Raid Recovery

I had the EX4 running for a few days and experienced a drive failure.  The array was configured as raid 10. WD rma’d the drive and I have plugged it into the device.  I am getting the message:

Event title:Drive Inserted

Event description:A new drive has been inserted into Bay 1&2&3&4. To add this drive to your existing RAID set, navigate to Storage > RAID and click the Change RAID Mode button.

Severity:Info
Event code:2214
Event time:01-16-2014 02:18:35 PM
Firmware version:1.02.25

I have multiple TB of irreplaceable data on the device which is the reason I configured it as RAID 10.  Any ideas on how to proceed to get access to the data on the device.  The message scares me that if I do somethig I will lose the current data.  Any suggestions?

System has spent another message:

Following events are generated on your WDMyCloudEX4 ConroyCloud2.
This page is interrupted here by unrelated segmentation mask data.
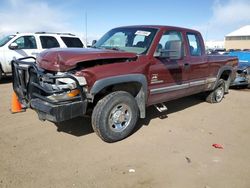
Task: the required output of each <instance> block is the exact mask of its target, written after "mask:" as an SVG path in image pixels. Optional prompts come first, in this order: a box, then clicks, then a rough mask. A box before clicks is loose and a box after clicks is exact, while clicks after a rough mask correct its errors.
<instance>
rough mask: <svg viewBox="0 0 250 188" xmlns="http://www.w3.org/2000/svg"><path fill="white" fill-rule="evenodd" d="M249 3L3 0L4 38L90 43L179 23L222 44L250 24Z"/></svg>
mask: <svg viewBox="0 0 250 188" xmlns="http://www.w3.org/2000/svg"><path fill="white" fill-rule="evenodd" d="M249 12H250V1H249V0H188V1H180V0H179V1H177V0H176V1H173V0H122V1H119V0H105V1H102V0H99V1H98V0H71V1H63V0H32V1H30V0H0V35H2V34H5V33H13V32H17V31H19V32H34V31H52V32H72V33H76V34H80V35H81V36H84V35H85V29H86V28H85V25H86V22H85V18H86V16H85V15H86V14H87V33H88V38H89V40H92V39H95V38H99V37H100V36H102V35H103V34H104V33H105V32H107V31H108V30H109V29H111V28H113V27H117V26H123V25H140V24H147V25H153V24H154V25H159V24H161V25H174V26H181V27H189V28H193V29H198V30H199V31H201V33H202V34H203V37H204V38H205V40H223V39H224V36H225V35H226V34H228V33H230V32H232V31H234V30H236V29H238V28H239V27H242V26H244V25H250V13H249Z"/></svg>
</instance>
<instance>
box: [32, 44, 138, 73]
mask: <svg viewBox="0 0 250 188" xmlns="http://www.w3.org/2000/svg"><path fill="white" fill-rule="evenodd" d="M135 57H136V54H135V53H130V52H123V51H114V50H106V49H94V48H53V49H49V50H45V51H43V52H42V53H40V54H39V55H38V56H37V64H38V66H39V67H41V68H43V69H45V70H50V71H62V72H63V71H67V70H70V69H73V68H75V67H76V66H77V64H78V63H84V62H87V61H93V60H105V59H122V58H125V59H126V58H135Z"/></svg>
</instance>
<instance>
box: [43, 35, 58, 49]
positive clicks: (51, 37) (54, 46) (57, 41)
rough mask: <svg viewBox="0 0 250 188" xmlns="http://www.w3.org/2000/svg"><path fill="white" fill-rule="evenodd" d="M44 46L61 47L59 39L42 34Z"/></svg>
mask: <svg viewBox="0 0 250 188" xmlns="http://www.w3.org/2000/svg"><path fill="white" fill-rule="evenodd" d="M40 40H41V44H42V48H43V49H46V48H57V47H60V45H59V43H58V41H57V40H56V38H55V37H52V36H40Z"/></svg>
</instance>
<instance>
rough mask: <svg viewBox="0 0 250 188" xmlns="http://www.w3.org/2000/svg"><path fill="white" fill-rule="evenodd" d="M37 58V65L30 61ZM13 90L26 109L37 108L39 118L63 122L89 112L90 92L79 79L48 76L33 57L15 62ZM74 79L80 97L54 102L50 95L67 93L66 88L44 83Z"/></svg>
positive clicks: (67, 74) (69, 77)
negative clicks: (65, 92)
mask: <svg viewBox="0 0 250 188" xmlns="http://www.w3.org/2000/svg"><path fill="white" fill-rule="evenodd" d="M26 59H33V60H34V62H27V61H25V60H26ZM12 71H13V74H12V75H13V89H14V91H15V93H16V94H17V96H18V99H19V101H20V102H21V103H22V105H23V106H24V107H25V108H31V109H34V110H35V111H36V112H37V114H38V116H39V119H41V120H49V121H52V122H62V121H65V120H69V119H72V118H75V117H78V116H83V115H84V114H85V113H86V109H87V98H86V93H85V92H84V91H83V87H82V86H80V84H79V82H78V80H77V79H76V78H75V77H73V76H72V75H70V74H67V73H65V74H62V75H55V74H52V73H50V74H47V73H45V71H44V70H42V69H39V68H38V67H37V66H36V64H35V59H34V58H32V57H26V58H21V59H18V60H13V61H12ZM60 78H67V79H72V80H73V81H75V83H76V88H77V89H78V90H79V91H80V93H79V95H77V96H74V97H72V98H70V99H65V100H58V101H57V100H52V99H50V98H48V96H51V95H55V94H61V93H63V92H65V90H62V89H54V88H52V87H50V84H47V83H46V84H44V83H43V81H42V80H44V79H45V80H48V83H49V82H55V81H56V79H60Z"/></svg>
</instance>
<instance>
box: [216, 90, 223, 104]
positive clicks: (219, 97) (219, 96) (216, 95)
mask: <svg viewBox="0 0 250 188" xmlns="http://www.w3.org/2000/svg"><path fill="white" fill-rule="evenodd" d="M223 96H224V88H223V87H222V86H220V87H219V88H218V89H217V90H216V93H215V100H216V101H217V102H219V101H221V100H222V98H223Z"/></svg>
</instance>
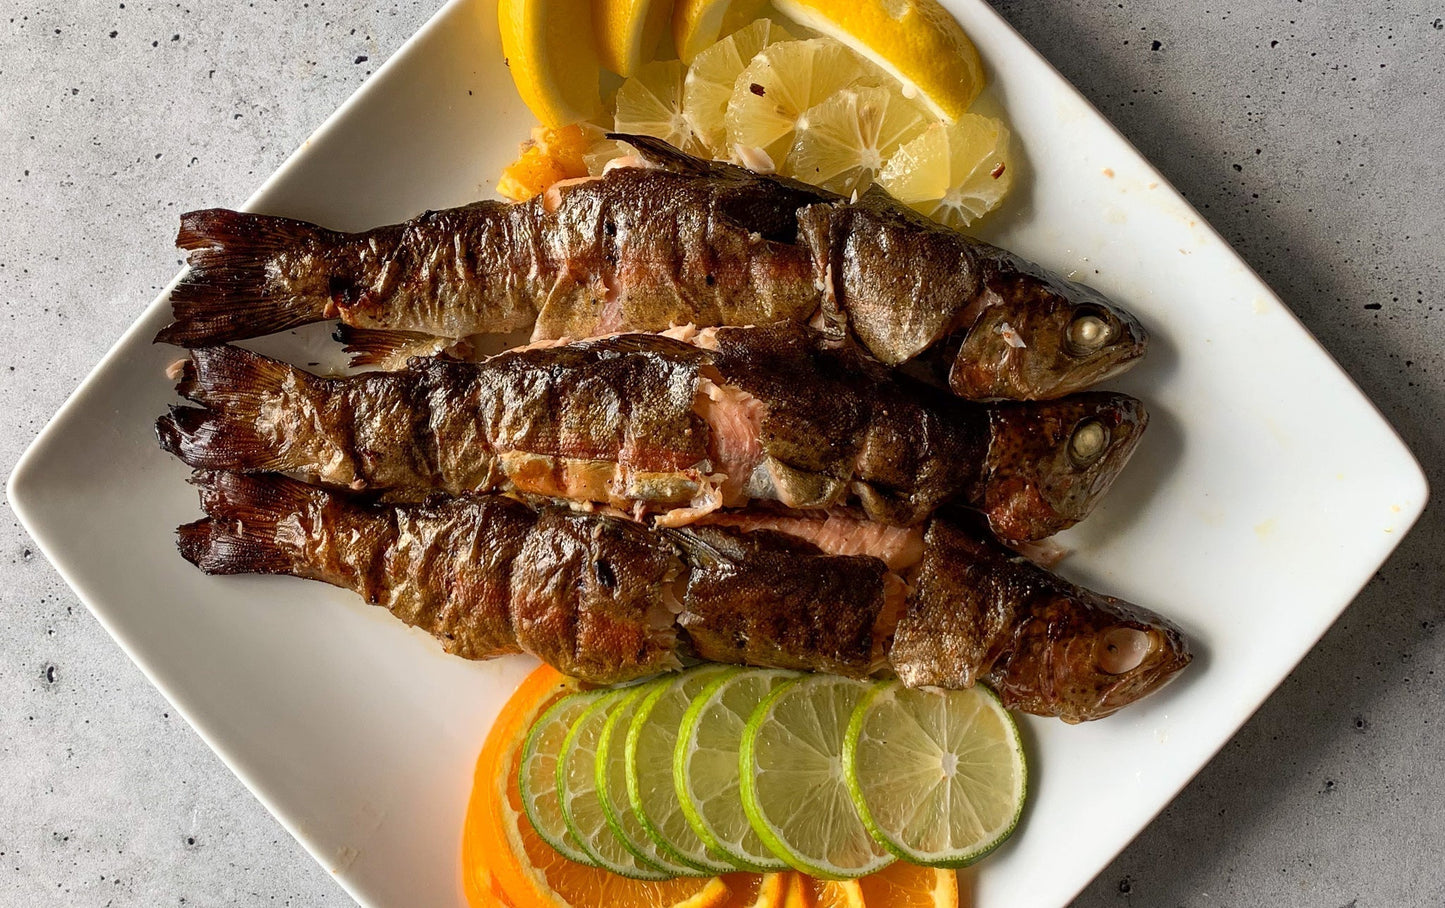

Event title:System is in standby mode

Event description:System is in standby mode
Severity:Info
Event code:2032
Event time:01-16-2014 02:45:59 PM
Firmware version:1.02.25

WillieC wrote:

I have multiple TB of irreplaceable data on the device which is the reason I configured it as RAID 10.

First, the sermon.

RAID is not a backup!  NEVER rely only on RAID to protect your data or you will lose it.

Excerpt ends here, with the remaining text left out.